Download new file: C:\apache-lenya-1.2.2\build\lenya\webapp\lenya\pubs\{pub}\lenya\content\search\search-and-results.xsp Based on C:\apache-lenya-1.2.2\build\lenya\webapp\lenya\content\search\search-and-results.xsp

Removed useless information. (I like dynamic lists better than anyone, but Search is a standard function with standard outputs, so why bother? I only left the <fields> tag to separate our output from lucene's.)
Added language filter.
Added protected section filter.
Hardcoded ProtectedUrls. The default is to require visitors be in an "employee" Group to access "/live/employee". Configure this for your website.
Uses Groups rather than Roles. (Roles are useless as long as "world" inherits "visit" for everything.)
Fixed counters and total. (Total-hits changed from property to element of results.)
Other bug fixes

Download new file: C:\apache-lenya-1.2.2\build\lenya\webapp\lenya\pubs\{pub}\lenya\xslt\search\searchfixer.xsl This file converts our poor output to something usable.

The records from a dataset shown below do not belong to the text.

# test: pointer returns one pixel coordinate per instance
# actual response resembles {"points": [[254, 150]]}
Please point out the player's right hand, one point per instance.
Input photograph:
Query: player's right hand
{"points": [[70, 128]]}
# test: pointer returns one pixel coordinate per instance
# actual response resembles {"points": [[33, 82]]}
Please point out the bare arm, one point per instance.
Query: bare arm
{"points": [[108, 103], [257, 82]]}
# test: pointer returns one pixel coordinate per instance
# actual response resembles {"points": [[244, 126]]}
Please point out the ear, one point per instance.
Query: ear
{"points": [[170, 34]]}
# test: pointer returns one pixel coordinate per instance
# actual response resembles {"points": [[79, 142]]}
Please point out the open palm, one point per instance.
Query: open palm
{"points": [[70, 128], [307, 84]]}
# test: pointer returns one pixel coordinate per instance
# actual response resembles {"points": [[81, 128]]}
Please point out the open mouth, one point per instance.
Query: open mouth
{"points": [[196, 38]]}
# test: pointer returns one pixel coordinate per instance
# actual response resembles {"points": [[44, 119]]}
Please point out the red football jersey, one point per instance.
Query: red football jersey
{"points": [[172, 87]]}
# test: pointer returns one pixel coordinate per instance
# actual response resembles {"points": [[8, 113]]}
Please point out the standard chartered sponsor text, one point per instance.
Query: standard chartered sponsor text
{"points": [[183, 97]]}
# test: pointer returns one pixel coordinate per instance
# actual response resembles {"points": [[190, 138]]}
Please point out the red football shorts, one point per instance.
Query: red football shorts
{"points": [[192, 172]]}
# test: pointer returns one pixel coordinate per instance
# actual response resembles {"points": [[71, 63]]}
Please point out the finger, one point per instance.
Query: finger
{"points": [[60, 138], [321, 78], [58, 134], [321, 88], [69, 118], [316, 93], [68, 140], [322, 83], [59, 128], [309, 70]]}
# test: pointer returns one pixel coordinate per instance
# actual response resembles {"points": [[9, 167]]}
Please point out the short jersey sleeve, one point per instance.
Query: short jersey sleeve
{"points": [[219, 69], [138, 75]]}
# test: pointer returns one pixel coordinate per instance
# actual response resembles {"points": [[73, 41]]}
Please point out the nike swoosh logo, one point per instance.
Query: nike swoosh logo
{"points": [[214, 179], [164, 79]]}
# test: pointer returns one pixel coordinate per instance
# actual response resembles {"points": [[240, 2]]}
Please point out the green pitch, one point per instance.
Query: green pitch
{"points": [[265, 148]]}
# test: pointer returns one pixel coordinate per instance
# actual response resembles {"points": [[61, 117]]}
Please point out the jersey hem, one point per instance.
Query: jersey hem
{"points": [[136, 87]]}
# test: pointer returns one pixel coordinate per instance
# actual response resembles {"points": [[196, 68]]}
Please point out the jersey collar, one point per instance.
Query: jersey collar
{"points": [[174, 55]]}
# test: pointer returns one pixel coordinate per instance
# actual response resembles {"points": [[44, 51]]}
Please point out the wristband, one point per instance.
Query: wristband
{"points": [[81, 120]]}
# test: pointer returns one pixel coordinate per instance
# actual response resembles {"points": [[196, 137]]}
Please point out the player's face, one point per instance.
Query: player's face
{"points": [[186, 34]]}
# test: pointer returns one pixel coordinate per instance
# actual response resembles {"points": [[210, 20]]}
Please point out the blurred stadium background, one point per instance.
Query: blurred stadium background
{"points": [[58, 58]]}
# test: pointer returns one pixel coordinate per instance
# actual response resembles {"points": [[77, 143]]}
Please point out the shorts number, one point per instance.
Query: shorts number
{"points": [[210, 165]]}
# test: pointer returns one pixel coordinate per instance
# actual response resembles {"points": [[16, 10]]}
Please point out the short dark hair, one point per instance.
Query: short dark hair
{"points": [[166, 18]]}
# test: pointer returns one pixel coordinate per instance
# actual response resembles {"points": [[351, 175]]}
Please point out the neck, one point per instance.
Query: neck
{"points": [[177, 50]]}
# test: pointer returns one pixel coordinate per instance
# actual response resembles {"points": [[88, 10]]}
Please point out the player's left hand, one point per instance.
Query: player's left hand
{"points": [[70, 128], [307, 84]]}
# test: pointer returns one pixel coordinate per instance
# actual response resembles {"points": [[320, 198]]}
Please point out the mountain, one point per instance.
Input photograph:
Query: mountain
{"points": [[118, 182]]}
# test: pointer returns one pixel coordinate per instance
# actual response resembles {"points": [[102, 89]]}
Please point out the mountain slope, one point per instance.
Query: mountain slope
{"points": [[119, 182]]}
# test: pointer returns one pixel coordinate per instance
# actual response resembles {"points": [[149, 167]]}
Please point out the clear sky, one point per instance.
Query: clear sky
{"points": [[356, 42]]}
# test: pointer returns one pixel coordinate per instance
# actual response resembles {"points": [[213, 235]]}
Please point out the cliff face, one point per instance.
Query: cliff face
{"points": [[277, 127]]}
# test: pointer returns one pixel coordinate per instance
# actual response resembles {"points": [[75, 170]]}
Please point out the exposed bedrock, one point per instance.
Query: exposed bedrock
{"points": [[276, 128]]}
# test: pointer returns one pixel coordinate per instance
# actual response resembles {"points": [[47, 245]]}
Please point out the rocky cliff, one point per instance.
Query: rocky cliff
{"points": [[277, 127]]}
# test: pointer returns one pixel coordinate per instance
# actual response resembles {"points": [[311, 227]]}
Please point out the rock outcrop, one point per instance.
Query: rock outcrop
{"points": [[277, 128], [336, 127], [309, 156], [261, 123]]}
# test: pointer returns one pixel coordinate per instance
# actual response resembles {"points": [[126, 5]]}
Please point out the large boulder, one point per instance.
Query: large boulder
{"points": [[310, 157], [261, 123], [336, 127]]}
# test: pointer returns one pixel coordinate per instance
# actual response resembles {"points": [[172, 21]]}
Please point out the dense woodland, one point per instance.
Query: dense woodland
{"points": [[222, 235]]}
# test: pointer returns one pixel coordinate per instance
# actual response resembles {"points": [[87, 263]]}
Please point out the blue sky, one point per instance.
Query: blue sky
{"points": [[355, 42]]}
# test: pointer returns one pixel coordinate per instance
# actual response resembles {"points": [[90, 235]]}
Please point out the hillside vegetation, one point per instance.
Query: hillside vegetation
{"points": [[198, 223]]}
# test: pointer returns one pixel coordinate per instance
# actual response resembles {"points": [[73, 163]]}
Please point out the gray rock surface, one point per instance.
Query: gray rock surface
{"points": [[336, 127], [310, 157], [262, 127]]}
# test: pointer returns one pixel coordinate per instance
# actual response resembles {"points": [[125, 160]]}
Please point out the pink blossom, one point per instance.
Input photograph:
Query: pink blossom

Add languages to configuration
Move total-hits from element to property of results.
Choose "title" from "htmltitle" or Lucene's "title".
Choose "excerpt" from "htmlbody", Lenya's "description", or Lucene's "excerpt"
Transform URI from lucene's "uri" (/about/jobs/index_en.xml) to Lenya link (about/jobs_en.html).
The default is to use htmlbody for the excerpt. This file must be modified when using Custom Doctypes that do not have a /html/body.

Download new file: C:\apache-lenya-1.2.2\build\lenya\webapp\lenya\pubs\{pub}\usecase-search.xmap

Blocking default search.

It is important to block the default search when implementing ProtectedAreas to prevent visitors from typing the URL of the default search (or, if this publication was in production, using a bookmark to the old search) and seeing links to protected documents.

Create new file: build\lenya\webapp\lenya\pubs\{pub}\lenya\lucene.xmap

Add content:

             <?xml version="1.0" encoding="UTF-8"?>
             <map:sitemap xmlns:map="http://apache.org/cocoon/sitemap/1.0">
             <map:pipelines>
                 <map:pipeline>
                     <map:match pattern="*/search-*/lucene.xml">
                         <map:redirect-to uri="/{page-envelope:publication-id}/live/index.html?lenya.usecase=search"/>
                     </map:match>
                     <map:match pattern="*/search-*/lucene*">
                         <map:redirect-to uri="/{page-envelope:publication-id}/live/index.html?lenya.usecase=search"/>
                     </map:match>
                 </map:pipeline>
             </map:pipelines>
             </map:sitemap>